I read his most famous work, Gravity’s Rainbow, when I was a university student, and I’ve been a fan of his ever since. That was back in the early 80s before the Internet. It was back before personal computers and the World Wide Web were ubiquitous. Books were made of paper.
I spent last evening delving into the dark underbelly of Amazon’s Kindle books downloading all the free ones I could find. I got some great stuff. I found well over a hundred, which are now stored safely on my computer and even more loosely in The Cloud.
I have not downloaded any of Pynchon’s books onto my Kindle. Bleeding Edge will be the first.
Back when I read all books on paper, I kept a little one of quotes I found particularly poignant. I have wide ranging entries from many different sources. Gravity’s Rainbow moved me to include a few as well.
Yet the continuity, flesh to kindred metals, home to hedgeless sea, has persisted. It is not death that separates the incarnations, but paper: paper specialties, paper routines.
These sentences come early in the book before the conspiracies are too thick. The idea that there is a connection between the animate and inanimate is praised. Human bureaucracy and man made definitions push things apart.

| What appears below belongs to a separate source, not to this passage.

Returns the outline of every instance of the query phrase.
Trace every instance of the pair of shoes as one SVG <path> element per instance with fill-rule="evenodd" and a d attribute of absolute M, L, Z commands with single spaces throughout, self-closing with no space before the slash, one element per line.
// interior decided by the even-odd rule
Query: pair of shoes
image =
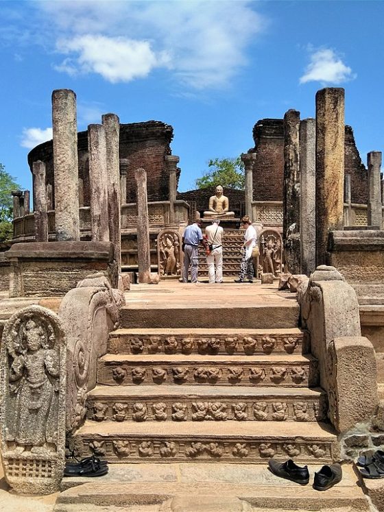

Pynchon values love and all its entanglements. Roger Mexico writes movingly about Jessica:
You go from dream to dream inside me. You have passage to my last shabby corner, and there, among the debris, you’ve found life. I’m no longer sure which of all the words, images, dreams or ghosts are “yours” and which are “mine.” It’s past sorting out. We’re both being someone new now, someone incredible….
Here is not only love but touching the deepest core. Here is where real human interaction shows us importance.
And then there are the missiles. Roger and Jessica shelter in each other’s arms while bombs fall on London. On the other side of the war, Franz Pokler works designing them to go aloft. He experiences the change in the environment where the scientists labor.
No one was specializing yet. That came later, when the bureaus and paranoias moved in, and the organization charts became plan-views of prison cells.
The team succumbed to the bureaus. Men define and separate instead of build up and celebrate.
Is redemption possible in the post-modern world? Is there no more connection? Will even the rainbow surrender?
…plastic saxophone reed sounds of unnatural timbre, shampoo bottle ego-image, Cracker Jack prize one-shot amusement, home appliance casing fairing for winds of cognition, baby bottles tranquilization, meat packages disguise of slaughter, dry-cleaning bags infant strangulation, garden hoses feeding endlessly the desert…
In the end, Tyrone Slothrop, the Rocketman, fades somewhere we seemingly cannot follow, and we wonder. We hope. We pray:
But an Aether sea to bear us world-to-world might bring us back a continuity, show us a kinder universe, more easy-going….
Should we look to the heavenly spheres that assuaged us before Copernicus obliterated them? Where do we fit into Galileo’s assertion “It moves”? Are humans evolution’s pinnacle or just a chance occurrence? Is continuity after Hiroshima and Nagasaki merely a dream? Can we love any more?
I hope Bleeding Edge enlightens some of the dark corners of our questions.